Are truly individualised predictions of infinitely complex systems inherently impossible?
I’d say: yes.
What structure can perfectly capture system’s complexity? Look-up tables, databases, exhaustive if-else rules, etc. This gives us 100% information. We can answer any queries. Important implication: a unit we ask about is already in the table. Now, take humans as an example. Is it possible to get two exactly the same individuals? From an infinite data regime POV the answer is (theoretically) yes. Practically? Hard no - mostly due to existence of time. So even if we collected all information about all humans (extreme: past, present, future, atom-level info, monitored all the time), the answer is still no. Universe is non-repeatable. Even a clone of Earth would have differences (different space-time). Anything connected to ‘true’ time (excluding synthetic simulations) is non-repeatable.
Result: can’t build perfect info structures of the world -> can’t have individualised predictions.
Things become easier if we deal with finite complexity systems - this is what we get when we build our datasets. They typically record only a small number of properties, making them vast simplifications of the world. Positive of this: a higher chance of getting all combinations of properties (100% info). Negative: this is not the true world anymore. Example: a record in a dataset describing a person in fact connects to multiple people in the world (only all atoms arrangements + space-time info would be unique enough).
So the individualised predictions are only individualised within the realm of the dataset, but in the grand scheme of things they are rather conditional averages (heterogenous groups). Thus, there is no such thing as truly individualised predictions of our world. This is fine if we consciously accept our datasets are simplified realities, but the problem I have with this is that based on analyses of those simplified systems we make decisions about actions we then apply in the real world, which is infinitely more complex than the system/dataset we analysed.
This brings us to RCTs, which, by following this thinking, makes them inherently broken. It’s simply impossible to control for all the variables. It would be more accurate to call them randomised trials. The ‘control’ bit happens only within the simplified reality of the dataset, but there are plenty of other properties not taken into account (hidden confounders). The hope I guess here is that we capture enough variance through the features we selected.
Another way of looking at those things is that error-free predictions of the real world are inherently impossible (can’t do look-up tables). We can only hope to reduce errors. Example: it is possible to do look-up tables for selected features, but there will be errors when applying decisions in the real world.
Increasing modelling complexity will reduce errors and bring us closer to reality (though we can never reach it fully). This is especially true if we are interested in conditional averages. For plain averages it is easier to get usefully-low errors. Simpler systems are of course easier to model but are more disconnected from reality (takes more faith when making real-life decisions).
Although we can never reach zero-error levels, perhaps there is a low-enough threshold where it works well in practice (tolerable mistakes, more useful than harmful).

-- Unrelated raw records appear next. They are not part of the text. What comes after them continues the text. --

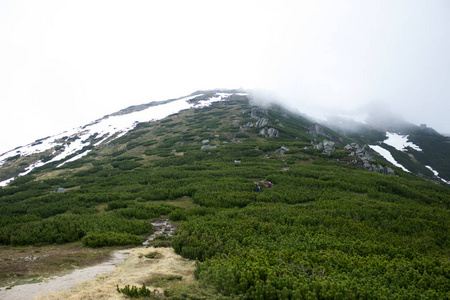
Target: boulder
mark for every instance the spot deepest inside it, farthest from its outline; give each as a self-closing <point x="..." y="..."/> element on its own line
<point x="389" y="171"/>
<point x="328" y="147"/>
<point x="262" y="122"/>
<point x="269" y="132"/>
<point x="258" y="112"/>
<point x="282" y="150"/>
<point x="60" y="190"/>
<point x="316" y="130"/>
<point x="207" y="147"/>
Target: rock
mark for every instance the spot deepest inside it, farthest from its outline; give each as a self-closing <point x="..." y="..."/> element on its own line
<point x="207" y="147"/>
<point x="269" y="132"/>
<point x="258" y="112"/>
<point x="319" y="146"/>
<point x="60" y="190"/>
<point x="262" y="122"/>
<point x="328" y="147"/>
<point x="282" y="150"/>
<point x="279" y="123"/>
<point x="316" y="130"/>
<point x="389" y="171"/>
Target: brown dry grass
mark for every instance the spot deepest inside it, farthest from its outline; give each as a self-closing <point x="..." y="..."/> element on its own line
<point x="19" y="264"/>
<point x="158" y="273"/>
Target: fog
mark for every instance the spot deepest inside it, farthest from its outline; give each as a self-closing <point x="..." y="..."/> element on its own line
<point x="66" y="63"/>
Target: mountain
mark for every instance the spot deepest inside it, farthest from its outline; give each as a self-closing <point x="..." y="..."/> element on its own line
<point x="419" y="150"/>
<point x="351" y="212"/>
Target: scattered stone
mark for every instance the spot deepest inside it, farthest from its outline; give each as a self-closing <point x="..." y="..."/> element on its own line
<point x="262" y="122"/>
<point x="258" y="112"/>
<point x="60" y="190"/>
<point x="269" y="132"/>
<point x="328" y="147"/>
<point x="316" y="130"/>
<point x="282" y="150"/>
<point x="207" y="147"/>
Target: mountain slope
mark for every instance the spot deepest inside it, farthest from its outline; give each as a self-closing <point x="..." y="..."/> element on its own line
<point x="327" y="228"/>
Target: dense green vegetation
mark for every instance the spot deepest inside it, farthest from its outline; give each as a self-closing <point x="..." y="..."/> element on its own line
<point x="324" y="230"/>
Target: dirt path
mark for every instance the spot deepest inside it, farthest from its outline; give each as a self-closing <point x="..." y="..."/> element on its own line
<point x="99" y="282"/>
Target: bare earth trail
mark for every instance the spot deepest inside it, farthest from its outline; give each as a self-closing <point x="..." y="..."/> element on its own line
<point x="99" y="282"/>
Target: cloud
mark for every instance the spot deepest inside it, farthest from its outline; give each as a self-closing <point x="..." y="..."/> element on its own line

While simple models were enough to obtain useful average predictions (e.g. linear models), I feel heterogenous targets will require not just more complexity, unimaginably more complexity, likely beyond human comprehension. Example: neural networks are hugely complex and we are nowhere near where we want to be in terms of automated intelligence.

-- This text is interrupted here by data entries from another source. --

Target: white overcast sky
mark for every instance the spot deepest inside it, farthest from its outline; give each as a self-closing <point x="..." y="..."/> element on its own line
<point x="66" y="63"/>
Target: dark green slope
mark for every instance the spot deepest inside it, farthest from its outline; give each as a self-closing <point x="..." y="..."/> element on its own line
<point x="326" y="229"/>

I would argue that designing and handling complex-enough systems will eventually surpass our cognitive capabilities. Our insistence on simple, intuitive and transparent solutions will have to be pushed away at some point (how much longer can we exploit simple things?).
Due to our inherent limitations as human beings, unless we enhance ourselves via brain chips, this route of increased complexity will likely require a system capable of self data collection and self regulation (model training). We will have to build machines that can build even more intelligent machines. This is nothing new and perhaps sounds like a cheap sci-fi movie, but I personally don’t see any other sensible direction if we want to make significant progress and finally make those vacuum cleaners do the job on their own!
D.